New Delhi: The Central Drugs Laboratory (CDL) in Kolkata, the national statutory laboratory under the Ministry of Health and Family Welfare, has concluded that Johnson & Johnson’s ‘No More Tears’ baby shampoo is safe to use.
The CDL’s report contradicts the claims by drug inspectors in Rajasthan, who had in March said two batches of the product were contaminated with formaldehyde, a cancer-causing substance. The Rajasthan drug controller had then issued a notice declaring the shampoos as ‘not-of-standard quality’ (NSQ).
The issue had brought yet another product of the US pharmaceutical giant under scrutiny over health concerns after its baby talcum powder and Articular Surface Replacement (ASR) hip implants.
“The samples were sent to a government lab in Kolkata for re-testing and the samples have passed the tests,” Rajasthan drug controller Raja Ram Sharma told ThePrint Monday.

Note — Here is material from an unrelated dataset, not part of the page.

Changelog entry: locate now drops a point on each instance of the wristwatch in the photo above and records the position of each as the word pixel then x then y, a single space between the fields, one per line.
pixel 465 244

The Kolkata lab specialises in the testing for quality control of drugs and cosmetics and is the oldest quality control laboratory in India.
The Rajasthan FDA, which earlier conducted the tests and found the batches contaminated, has posted the new report on its website, clarifying that the investigation has been concluded. The website confirms that the product is of standard quality and “does not contain formaldehyde”.

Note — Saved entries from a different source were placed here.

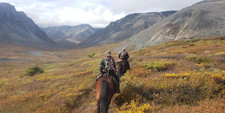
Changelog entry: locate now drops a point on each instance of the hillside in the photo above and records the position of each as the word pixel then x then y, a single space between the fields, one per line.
pixel 69 36
pixel 178 76
pixel 204 19
pixel 125 28
pixel 17 28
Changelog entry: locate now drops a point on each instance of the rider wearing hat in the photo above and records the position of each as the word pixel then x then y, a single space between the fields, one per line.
pixel 105 63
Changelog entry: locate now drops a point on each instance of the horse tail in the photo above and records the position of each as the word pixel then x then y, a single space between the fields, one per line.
pixel 104 95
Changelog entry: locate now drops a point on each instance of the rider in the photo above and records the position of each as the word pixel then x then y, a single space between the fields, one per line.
pixel 105 63
pixel 124 56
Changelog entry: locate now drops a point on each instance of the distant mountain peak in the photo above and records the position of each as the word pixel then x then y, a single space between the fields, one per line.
pixel 17 28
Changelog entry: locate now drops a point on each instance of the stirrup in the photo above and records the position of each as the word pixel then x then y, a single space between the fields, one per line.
pixel 117 91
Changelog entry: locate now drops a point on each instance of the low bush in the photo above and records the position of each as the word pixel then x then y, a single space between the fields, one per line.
pixel 33 70
pixel 91 55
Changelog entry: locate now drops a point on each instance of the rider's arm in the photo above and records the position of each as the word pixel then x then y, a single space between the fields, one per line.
pixel 127 55
pixel 114 63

Johnson & Johnson has welcomed the latest results.
“We are pleased with the conclusion of the Rajasthan FDA, which confirms that Johnson’s baby shampoo does not contain formaldehyde,” said the J&J spokesperson.
“This outcome reaffirms our own testing and the longstanding assurance we have that Johnson’s Baby Shampoo does not contain formaldehyde or any formaldehyde-releasing ingredients,” the spokesperson added. “Importantly, this is the result of the appellate laboratory, following a magistrate court order for re-testing, and overrules an earlier test result that was erroneous.”
The shampoo controversy
According to a notice released by the Rajasthan drug controller on 31 March, two batches of the shampoo were found to be contaminated with formaldehyde — a substance identified as a carcinogen.

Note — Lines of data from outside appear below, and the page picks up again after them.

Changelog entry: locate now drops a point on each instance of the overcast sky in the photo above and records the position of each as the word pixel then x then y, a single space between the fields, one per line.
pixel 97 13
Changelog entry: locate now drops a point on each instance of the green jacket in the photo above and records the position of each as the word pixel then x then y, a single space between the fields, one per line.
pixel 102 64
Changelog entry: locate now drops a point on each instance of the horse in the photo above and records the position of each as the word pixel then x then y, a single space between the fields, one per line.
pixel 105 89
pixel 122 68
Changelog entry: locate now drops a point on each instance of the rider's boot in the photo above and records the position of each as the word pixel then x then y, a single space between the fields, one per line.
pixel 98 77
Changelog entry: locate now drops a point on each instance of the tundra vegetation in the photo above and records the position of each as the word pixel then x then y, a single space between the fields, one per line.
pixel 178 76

Based on the report, the National Commission for Protection of Child Rights (NCPCR) had asked all states to stop the sale of the baby shampoo.
The company, however, had challenged the finding and the shampoo was sent to apex laboratories for re-testing. Johnson & Johnson disputed the earlier findings by saying that “the government did not disclose the test methods, details or any quantitative findings”.